Making a big move on day three, Brad Staley caught 19 pounds, 8 ounces to move into the second-place spot at Wright Patman. Combined with his day one weight of 18 pounds, 5 ounces, and day two bag of 12 pounds, 2 ounces, he worked a finesse pattern on isolated root balls to catch a three-day total weight of 49 pounds, 15 ounces.
“It’s no secret I was fishing a Senko this week, wacky rig, and fishing anything that looked good,” said Staley. “While I did catch fish on a bunch of stuff, the key to getting some of those bigger bites was finding the bigger root systems of the bigger bushes.”
Staley had a tough go on day three until beyond the mid-day point with only one keeper to show at 1 pm. After a decision to back to one of his starting places, his luck quickly changed.
“By 1:20 pm I had four fish, and then culled a few times,” he added. “I skipped up next to a tree and caught the big female, and the next cast caught the male.”
The key to his program this week was finding clean water. With the water falling early and rising with mud coming down from the river, clean water was tough to find.
“I was running out of places to fish because the mud was getting everywhere. I was worried about catching a few fish and getting a check, so finishing in the top five is awesome.
BaitWrX Key Baits
Staley kept a wacky rigged Daves Salty Slinky stick bait in green pumpkin color in his hand all week and fished it with a VMC Neko Rig Hook. His rod of choice was a Cashion 7-foot medium-heavy rod and he fished a 10-pound braid and a 12-pound fluorocarbon leader on a Lew’s Hypermag Spinning Reel.
The day one leader Timmy Reams followed his 22-pounds, 3-ounce opening bag with 11 pounds, 15 ounces on two, and 14 pounds, 2 ounces on day three. His total weight of 48 pounds, 4 ounces was enough to finish in the third-place spot this week and another solid finish to start the season.
“It got tough on me as the event went on,” said Reams. “My big fish area got super dirty from the rain and I just never could catch a big fish after that; you have to have a big bite or two to win in Texas.”
Reams was fishing a one-two punch rotating between a couple of different spinnerbaits depending on water clarity, and a swim jig. He opted for a double willow when it was cleaner, and a double Colorado when the water was muddy.
“Although it didn’t work out for me, I had figured out in practice I could get bigger bites fishing as far back into the bushes as possible – super shallow, while most guys were fishing the edges,” he added. “I am looking forward to Santee Cooper and I am thinking it will be a bit tougher than most people think.”
With 16-pounds, 5 ounces on day one, 13 pounds, 9 ounces on day two, and a final day weight of 16-pounds, 15 ounces, 2021 Wright Patman champion Keith Carson finished the event in the fourth-place spot with a total weight of 46 pounds, 13 ounces.

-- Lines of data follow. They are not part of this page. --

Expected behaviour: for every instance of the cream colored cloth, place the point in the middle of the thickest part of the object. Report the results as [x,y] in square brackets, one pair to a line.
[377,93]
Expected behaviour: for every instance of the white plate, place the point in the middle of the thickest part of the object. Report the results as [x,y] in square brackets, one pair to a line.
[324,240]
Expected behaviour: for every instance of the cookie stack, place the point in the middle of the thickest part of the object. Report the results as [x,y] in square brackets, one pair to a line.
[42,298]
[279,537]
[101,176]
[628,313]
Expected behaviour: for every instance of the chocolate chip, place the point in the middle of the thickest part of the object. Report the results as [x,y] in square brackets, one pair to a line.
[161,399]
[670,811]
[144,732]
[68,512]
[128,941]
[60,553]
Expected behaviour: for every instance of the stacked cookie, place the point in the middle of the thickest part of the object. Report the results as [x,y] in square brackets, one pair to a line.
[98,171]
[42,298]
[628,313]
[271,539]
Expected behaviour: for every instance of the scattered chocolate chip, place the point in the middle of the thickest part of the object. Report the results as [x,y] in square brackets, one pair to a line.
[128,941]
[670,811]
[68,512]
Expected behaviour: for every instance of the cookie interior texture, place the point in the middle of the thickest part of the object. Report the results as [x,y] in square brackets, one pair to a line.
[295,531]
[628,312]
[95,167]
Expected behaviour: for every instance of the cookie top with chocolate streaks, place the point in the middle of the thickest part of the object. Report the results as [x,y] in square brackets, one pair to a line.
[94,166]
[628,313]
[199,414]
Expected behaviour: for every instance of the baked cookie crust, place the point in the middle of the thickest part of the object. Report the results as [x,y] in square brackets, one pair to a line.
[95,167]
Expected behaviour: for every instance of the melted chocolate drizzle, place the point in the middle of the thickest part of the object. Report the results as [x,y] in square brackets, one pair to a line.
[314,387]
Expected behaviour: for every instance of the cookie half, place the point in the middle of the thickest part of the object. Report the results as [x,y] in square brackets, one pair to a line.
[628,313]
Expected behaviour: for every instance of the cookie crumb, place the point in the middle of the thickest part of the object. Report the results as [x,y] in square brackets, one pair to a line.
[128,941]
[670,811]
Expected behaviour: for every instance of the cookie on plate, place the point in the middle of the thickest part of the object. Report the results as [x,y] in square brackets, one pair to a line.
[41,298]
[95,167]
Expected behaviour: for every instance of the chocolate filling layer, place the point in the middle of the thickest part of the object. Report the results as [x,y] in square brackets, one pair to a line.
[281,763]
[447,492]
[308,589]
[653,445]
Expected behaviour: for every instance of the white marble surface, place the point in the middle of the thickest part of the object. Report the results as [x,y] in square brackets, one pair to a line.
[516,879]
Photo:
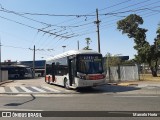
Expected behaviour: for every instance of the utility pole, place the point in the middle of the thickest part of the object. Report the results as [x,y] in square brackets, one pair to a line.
[0,62]
[97,22]
[64,48]
[78,44]
[34,61]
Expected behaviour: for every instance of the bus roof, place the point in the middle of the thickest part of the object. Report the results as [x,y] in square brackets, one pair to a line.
[72,52]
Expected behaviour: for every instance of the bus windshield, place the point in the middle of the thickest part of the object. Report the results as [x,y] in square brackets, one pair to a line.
[89,64]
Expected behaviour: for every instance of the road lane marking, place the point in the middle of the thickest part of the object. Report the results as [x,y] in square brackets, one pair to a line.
[137,96]
[2,90]
[13,89]
[25,89]
[40,90]
[48,88]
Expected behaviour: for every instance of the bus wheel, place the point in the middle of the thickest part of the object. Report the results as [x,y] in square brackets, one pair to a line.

Carson took the victory two years ago by focusing on shallow fish staging in the flooding bushes. This goes around, with the water lower, he was still able to flip bushes on days one and two, but a last-second decision this morning kept him in the top five for the event.

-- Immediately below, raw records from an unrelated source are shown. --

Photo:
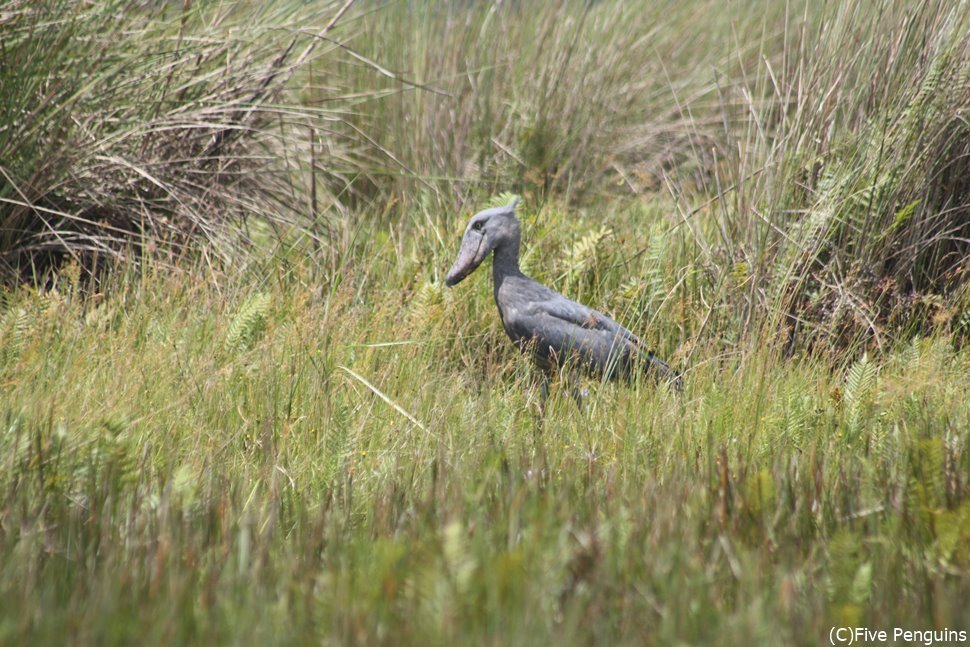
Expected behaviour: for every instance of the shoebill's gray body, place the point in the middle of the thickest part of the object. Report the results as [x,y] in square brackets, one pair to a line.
[556,331]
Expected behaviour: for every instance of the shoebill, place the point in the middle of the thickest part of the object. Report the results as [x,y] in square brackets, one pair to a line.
[561,335]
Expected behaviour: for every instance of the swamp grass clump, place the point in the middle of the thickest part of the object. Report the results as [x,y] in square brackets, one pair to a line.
[268,422]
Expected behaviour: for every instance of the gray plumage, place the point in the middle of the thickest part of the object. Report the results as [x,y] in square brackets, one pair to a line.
[557,332]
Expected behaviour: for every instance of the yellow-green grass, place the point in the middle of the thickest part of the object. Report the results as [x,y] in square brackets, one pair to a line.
[283,458]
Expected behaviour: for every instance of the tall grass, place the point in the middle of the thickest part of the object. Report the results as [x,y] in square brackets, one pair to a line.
[129,125]
[300,436]
[357,476]
[818,154]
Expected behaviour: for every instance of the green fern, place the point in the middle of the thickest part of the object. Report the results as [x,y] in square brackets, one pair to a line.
[16,328]
[249,323]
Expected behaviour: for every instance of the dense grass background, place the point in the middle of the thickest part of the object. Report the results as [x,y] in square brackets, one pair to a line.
[238,405]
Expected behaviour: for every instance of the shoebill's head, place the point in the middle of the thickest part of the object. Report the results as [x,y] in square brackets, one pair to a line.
[489,230]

“We had a cold night last night, a front came through,” said Carson. “I got here this morning and said I am going to go crank rock, and that’s what I did.”
The Florida angler started strong on his first stop but was plagued with small fish. As he was about to abandon the crankbait, he decided last second to go and fish the main point once more.

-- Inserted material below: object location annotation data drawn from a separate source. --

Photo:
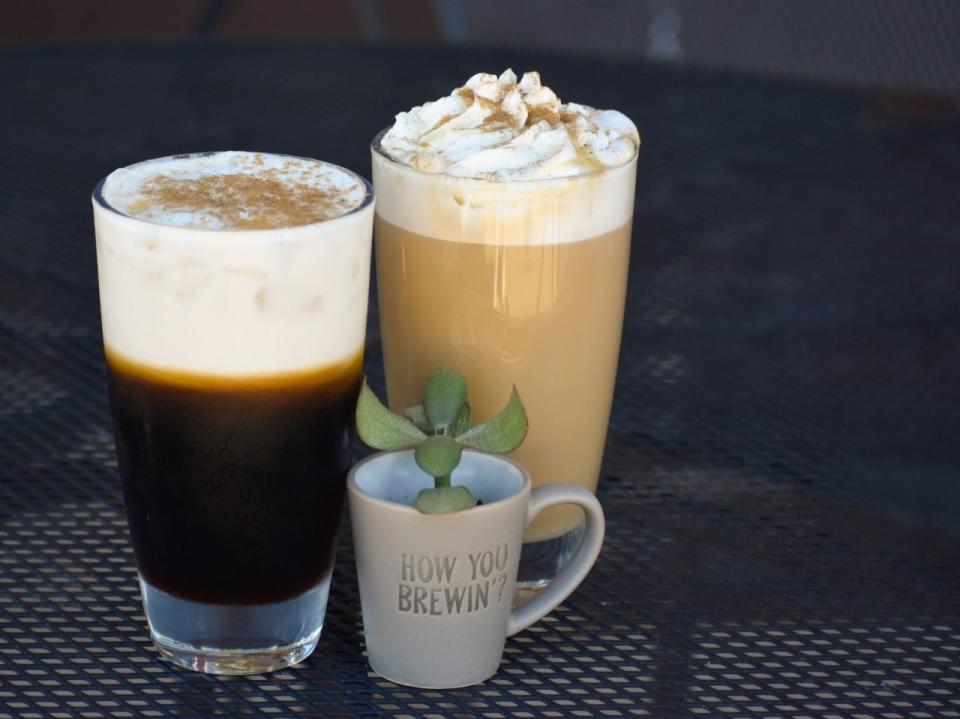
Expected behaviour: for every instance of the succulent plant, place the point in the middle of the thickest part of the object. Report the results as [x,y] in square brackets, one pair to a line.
[438,430]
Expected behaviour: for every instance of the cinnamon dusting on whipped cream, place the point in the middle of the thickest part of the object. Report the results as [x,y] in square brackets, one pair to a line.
[504,129]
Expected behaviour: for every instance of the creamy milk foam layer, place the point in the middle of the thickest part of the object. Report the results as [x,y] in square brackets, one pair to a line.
[200,287]
[505,162]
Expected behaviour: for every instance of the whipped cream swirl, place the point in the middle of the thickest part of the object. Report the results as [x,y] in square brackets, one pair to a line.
[502,129]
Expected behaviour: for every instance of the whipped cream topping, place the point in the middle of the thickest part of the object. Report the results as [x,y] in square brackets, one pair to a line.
[505,129]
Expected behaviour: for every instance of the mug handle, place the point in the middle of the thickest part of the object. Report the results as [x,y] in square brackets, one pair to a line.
[579,566]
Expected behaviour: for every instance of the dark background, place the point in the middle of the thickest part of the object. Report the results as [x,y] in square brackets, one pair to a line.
[903,44]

“I got to that point and caught a keeper. On my next cast, I caught another decent fish, followed by losing two of the bigger bites I had all day, and then it shut off.”
Carson ran different water several times and would return to his rocky point and pick up a solid fish each trip back. He threw his Berkley Frittside 5 Crankbait on an Abu Garcia Pro Series Crankbait rod, and his flipping bait of choice was a Berkley Creature Hawg, fish on a 7’ 6” Abu Garcia Fantasista X rod.
“I did the best I could with two days of practice,” he added. “I wouldn’t say I didn’t win because of missing one day, but like everyone, I lost some quality fish this week.”